After the Failure of the Privileged Slaves!

By Haris Qadeer, former JKNSF Central Spokesperson

This article was first published in Jeddojehad.

From ancient Egypt, Greece, and Rome to the slave economies established across the Atlantic, slavery stands among the darkest chapters of human history. Enslaved people were not merely a source of labor, but the very foundation upon which wealth, power, and political authority were built. Yet one of the least discussed features of slavery is that slaves themselves were often used to control other slaves.

From the slave societies of the ancient Mediterranean to the plantations of the New World, systems of control were built into slavery itself. In the United States, beneath the white overseer stood slave drivers, headmen, and foremen, positions often held by enslaved people. Their task was to drive other slaves to work, keep order, prevent escapes and revolts, and help carry out punishment whenever necessary.

In return, they received small privileges such as better food, better living quarters, or relief from the hardest physical labor. Those modest rewards were often enough to make them oppress people who shared their own condition. Many became harsher than their masters, eager to prove where their loyalty lay.

That loyalty, however, had its limits. Whenever these privileged slaves failed to keep order or fell short of their masters’ expectations, the slaveholders took up the whip themselves. Rebellious slaves were publicly subjected to brutal punishment before the foremen, reminding them who truly held power. Those who had begun to think of themselves as close to, or even equal with, their masters were quickly put back in their place. The price of disobedience could be flogging, sale, a lifetime of hard labor, or death.

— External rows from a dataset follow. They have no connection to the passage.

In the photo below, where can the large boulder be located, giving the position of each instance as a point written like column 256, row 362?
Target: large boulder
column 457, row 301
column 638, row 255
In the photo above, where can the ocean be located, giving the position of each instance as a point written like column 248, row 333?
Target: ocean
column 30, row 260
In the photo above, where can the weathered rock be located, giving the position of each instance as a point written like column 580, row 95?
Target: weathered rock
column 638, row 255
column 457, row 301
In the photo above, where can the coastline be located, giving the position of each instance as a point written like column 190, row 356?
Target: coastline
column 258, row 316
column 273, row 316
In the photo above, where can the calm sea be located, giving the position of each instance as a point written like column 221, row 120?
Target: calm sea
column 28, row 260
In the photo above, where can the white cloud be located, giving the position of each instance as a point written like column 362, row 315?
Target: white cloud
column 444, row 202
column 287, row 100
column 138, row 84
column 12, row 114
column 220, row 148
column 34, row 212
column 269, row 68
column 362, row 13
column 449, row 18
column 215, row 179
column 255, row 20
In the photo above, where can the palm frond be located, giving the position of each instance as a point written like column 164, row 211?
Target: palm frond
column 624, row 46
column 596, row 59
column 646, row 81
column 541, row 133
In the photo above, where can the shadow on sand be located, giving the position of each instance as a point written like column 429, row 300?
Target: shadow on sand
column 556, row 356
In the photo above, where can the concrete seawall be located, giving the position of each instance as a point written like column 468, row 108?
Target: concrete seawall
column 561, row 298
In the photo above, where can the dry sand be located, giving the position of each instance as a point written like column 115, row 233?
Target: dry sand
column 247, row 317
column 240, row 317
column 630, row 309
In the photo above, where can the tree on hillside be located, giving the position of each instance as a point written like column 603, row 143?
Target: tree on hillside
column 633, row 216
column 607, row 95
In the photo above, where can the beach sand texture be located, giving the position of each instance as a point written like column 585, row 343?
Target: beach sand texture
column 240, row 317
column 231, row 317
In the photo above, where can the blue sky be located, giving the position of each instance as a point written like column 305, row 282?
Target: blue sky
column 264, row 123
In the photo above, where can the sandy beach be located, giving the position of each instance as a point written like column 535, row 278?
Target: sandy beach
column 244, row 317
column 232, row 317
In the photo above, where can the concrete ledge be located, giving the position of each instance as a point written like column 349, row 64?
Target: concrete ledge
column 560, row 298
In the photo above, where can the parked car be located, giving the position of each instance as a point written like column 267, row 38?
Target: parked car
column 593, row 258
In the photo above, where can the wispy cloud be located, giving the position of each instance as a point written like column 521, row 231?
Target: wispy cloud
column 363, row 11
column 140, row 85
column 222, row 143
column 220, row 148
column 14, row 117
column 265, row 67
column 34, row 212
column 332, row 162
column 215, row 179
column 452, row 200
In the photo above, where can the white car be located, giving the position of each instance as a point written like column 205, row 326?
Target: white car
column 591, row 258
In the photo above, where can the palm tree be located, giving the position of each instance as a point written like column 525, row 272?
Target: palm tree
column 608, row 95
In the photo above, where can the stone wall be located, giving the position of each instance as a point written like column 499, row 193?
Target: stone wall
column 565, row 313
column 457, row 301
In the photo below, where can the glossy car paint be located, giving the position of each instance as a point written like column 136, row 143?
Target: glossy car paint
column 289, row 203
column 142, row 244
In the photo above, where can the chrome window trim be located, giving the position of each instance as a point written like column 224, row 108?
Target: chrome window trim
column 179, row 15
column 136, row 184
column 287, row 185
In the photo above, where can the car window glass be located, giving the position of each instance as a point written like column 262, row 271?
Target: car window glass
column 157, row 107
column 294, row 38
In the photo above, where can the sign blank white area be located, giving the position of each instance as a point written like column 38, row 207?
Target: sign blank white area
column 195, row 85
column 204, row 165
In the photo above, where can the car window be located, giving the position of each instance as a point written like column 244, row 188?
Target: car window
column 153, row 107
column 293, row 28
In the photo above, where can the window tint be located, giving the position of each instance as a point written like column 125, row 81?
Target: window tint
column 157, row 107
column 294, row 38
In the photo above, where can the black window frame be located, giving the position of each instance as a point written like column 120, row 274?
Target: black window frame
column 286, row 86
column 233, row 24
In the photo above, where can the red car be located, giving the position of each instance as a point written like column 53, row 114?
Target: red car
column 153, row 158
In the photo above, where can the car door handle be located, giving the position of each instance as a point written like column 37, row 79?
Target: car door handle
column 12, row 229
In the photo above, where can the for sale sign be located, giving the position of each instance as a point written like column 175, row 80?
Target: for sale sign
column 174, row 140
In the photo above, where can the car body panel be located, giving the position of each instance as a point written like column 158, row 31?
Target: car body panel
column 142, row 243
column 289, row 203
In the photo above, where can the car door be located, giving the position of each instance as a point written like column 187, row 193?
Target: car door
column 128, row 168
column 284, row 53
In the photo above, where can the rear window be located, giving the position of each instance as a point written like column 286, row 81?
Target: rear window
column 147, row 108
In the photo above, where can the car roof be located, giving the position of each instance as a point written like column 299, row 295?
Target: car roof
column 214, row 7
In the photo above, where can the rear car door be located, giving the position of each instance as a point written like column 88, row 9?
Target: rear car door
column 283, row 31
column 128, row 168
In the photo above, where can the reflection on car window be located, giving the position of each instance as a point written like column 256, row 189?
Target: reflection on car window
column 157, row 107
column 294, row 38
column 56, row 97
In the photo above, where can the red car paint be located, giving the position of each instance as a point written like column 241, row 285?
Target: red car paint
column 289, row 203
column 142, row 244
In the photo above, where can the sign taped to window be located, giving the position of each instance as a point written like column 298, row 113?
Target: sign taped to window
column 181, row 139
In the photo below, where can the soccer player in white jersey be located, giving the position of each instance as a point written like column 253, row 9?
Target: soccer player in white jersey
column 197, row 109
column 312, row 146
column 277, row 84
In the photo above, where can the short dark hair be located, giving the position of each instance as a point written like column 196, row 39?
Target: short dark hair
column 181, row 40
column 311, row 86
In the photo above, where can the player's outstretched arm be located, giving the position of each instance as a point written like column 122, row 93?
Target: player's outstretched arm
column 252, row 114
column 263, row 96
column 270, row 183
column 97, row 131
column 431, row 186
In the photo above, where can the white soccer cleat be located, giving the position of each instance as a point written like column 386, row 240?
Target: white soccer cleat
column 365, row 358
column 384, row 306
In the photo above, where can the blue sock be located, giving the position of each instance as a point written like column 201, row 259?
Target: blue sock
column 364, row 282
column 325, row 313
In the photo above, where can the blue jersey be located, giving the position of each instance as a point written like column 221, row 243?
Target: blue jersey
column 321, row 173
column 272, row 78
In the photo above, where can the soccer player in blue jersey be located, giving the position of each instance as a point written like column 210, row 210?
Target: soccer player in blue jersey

Over time, slavery changed its outward form. With the rise of feudalism and later capitalism, the traditional institutions of slavery gradually weakened, but the logic of power and capital did not disappear. Driven by the search for new markets, raw materials, and strategic advantage, the imperial powers replaced direct slavery with colonial rule.

Behind the lofty language of democracy, civilization, progress, human rights, and reform, vast stretches of Asia, Africa, the Americas, and Australia were turned into colonies. The French, Dutch, Spanish, Portuguese, and British empires all followed the same rule, a small foreign power could govern millions only by drawing sections of the local elite into its system of power, privilege, and status.

The British Raj was among the clearest examples. British rule did not rest on a few thousand British soldiers or civil servants alone. It rested on the millions of locally recruited soldiers, police officers, bureaucrats, landlords, princely rulers, and loyal elites who administered the country in return for protecting the interests of the Crown. A small imperial power ruled hundreds of millions because it created classes within the colonized society whose interests became tied to imperial rule rather than to the people among whom they lived.

This is where history becomes a mirror of the present. In Jammu and Kashmir, the same relationship between power, loyalty, and privilege survives in different forms to this day. Under ordinary circumstances, these ties remain hidden behind the formal machinery of the state. But when the state turns to open force, the veil begins to lift. The events that unfolded after June 2026 exposed this reality once again. The real centers of power stepped into the open, while the politically and administratively privileged classes appeared largely as silent spectators, willing helpers, or eager defenders of what was taking place.

A large part of the mainstream media also took up the task of carrying the state’s message. Those who spoke out were routinely branded traitors, troublemakers, or blasphemers. At the same time, much of the privileged class came to see silence, or outright support for the authorities, as the safest way to protect its own standing.

The display of force in the streets is intended not only to subdue bodies but also to discipline minds. People are encouraged to believe that their rights are gifts granted by authority rather than rights they possess by birth. Stopping people at checkpoints, subjecting them to searches, humiliating them in public, and using fear to enforce silence all form part of this political psychology.

Some of these privileged representatives now speak to their own people with visible embarrassment, urging patience, silence, and obedience. A much larger number, however, remain occupied with strengthening their own standing through demonstrations of loyalty. Compiling lists of “offenders,” proving their usefulness to those in power, and helping to punish their own people appear to them as investments in future privilege.

History has never abandoned one fundamental rule. Every age of power comes to an end, and every system of repression eventually creates its own witnesses against it. This dark night, too, will one day pass. Those who today administer privilege may once again return to air-conditioned offices, occupy positions of authority, and, for a while, imagine themselves rulers. Yet they may never again be able to meet the eyes of the young people who, in the earliest years of their lives, watched them bow before the power imposed upon their own society, defend its actions, and prove their loyalty to it.

The memory of those who wield power may be short, but the collective memory of the subjugated people is remarkably long. Time’s greatest tragedy is not simply that it changes, it is that it strips away disguises and reveals people for who they truly are and when history turns once more, today’s foremen may still hold the whip in their hands, but the fear that once gave that whip its power may no longer remain.